As described above, in the present invention, since the cutting arc signal of the plasma cutter power supply itself is used for the distance measurement between the torch and the base material, since the measurement sensor of the density is not necessary, its construction price is low, and spatter arc light and As it is not affected by arc work, there is an advantage of having a very high reliability, and in particular, the present invention measures the electric arc signal of the breaker power supply to detect the distance between the torch and the base material, and the current ripple due to the rectification of the rectifier-type cutter power supply. Considering the difficulty of using the original signal with high vibration due to the behavior of the anode and the anode, it is relatively reliable by measuring the relatively stable lower peak value corresponding to the arc voltage between the upper surface of the base material and the torch. A stable reliability signal can be obtained to see the distance between the torch and the substrate during cutting. You can keep it constant.

Claims (1)

In constructing a device for maintaining a constant distance between the torch and the base material during actual operation in the cutting of the plasma, the + end is connected to the cutting base material (W), and the cutter power (PS) is connected to the torch (T), and Signal input for receiving analog voltage Va corresponding to torch-base metal distance d from cutter power supply PS and outputting analog voltage Va _l suitable for input of signal converter ADC-U. A signal converter (ADC-U) for converting and outputting an analog voltage Va ₁ of the signal input processor (SIU) and the signal input processor (SIU) into an 8-bit digital signal Va ₂ , and the signal converter ( The microcomputer (MC) via the data bus (D), the address bus (A) and the control bus (C) used for the microcomputer (MC) to input the digital signal Va ₂ input from the ADC-U).

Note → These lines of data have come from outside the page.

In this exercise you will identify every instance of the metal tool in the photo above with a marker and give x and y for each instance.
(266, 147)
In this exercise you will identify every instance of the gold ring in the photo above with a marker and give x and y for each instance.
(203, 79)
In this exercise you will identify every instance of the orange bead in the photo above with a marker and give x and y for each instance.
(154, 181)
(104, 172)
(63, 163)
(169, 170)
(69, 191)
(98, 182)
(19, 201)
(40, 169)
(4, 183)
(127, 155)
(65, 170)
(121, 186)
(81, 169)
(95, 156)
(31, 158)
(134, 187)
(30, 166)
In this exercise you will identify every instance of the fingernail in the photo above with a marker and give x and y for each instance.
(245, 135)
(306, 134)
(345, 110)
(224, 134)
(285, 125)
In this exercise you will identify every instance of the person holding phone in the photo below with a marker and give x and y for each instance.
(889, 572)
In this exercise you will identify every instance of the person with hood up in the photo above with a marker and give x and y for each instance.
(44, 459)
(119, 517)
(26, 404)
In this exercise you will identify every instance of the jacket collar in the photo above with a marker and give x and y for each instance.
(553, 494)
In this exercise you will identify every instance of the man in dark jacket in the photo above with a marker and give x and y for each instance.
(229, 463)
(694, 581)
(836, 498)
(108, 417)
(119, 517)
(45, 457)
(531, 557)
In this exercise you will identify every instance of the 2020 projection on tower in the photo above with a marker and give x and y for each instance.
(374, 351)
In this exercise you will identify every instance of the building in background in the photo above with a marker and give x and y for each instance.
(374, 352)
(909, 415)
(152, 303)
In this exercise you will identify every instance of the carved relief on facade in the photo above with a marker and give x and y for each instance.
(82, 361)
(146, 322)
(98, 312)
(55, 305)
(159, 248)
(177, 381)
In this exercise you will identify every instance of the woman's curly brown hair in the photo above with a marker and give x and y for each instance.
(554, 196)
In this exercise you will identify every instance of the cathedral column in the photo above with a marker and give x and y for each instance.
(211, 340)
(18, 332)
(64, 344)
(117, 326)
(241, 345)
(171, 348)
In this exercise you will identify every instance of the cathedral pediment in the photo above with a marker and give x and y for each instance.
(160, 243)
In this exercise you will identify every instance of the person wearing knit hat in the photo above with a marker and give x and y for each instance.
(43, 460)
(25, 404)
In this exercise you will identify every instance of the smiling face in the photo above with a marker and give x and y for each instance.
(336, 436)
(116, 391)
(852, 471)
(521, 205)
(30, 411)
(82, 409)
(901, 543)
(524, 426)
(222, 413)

Interface unit (IU) for outputting the data, and through the interface unit (IU) 8-bit data for the interval between the torch and the base material It is provided with a microcomputer MC having a predetermined control program which receives the input and outputs the existing speed Vr of the torch feed shaft to the motor driver MD through the digital controller to control the distance between the torch and the base material d. Torch using the plasma cutting arc signal characterized in that to measure the lower peak value of the cutting arc voltage from the cutter power supply PS to automatically adjust the distance (d) between the torch and the base material through the moving average. Distance control device between base materials.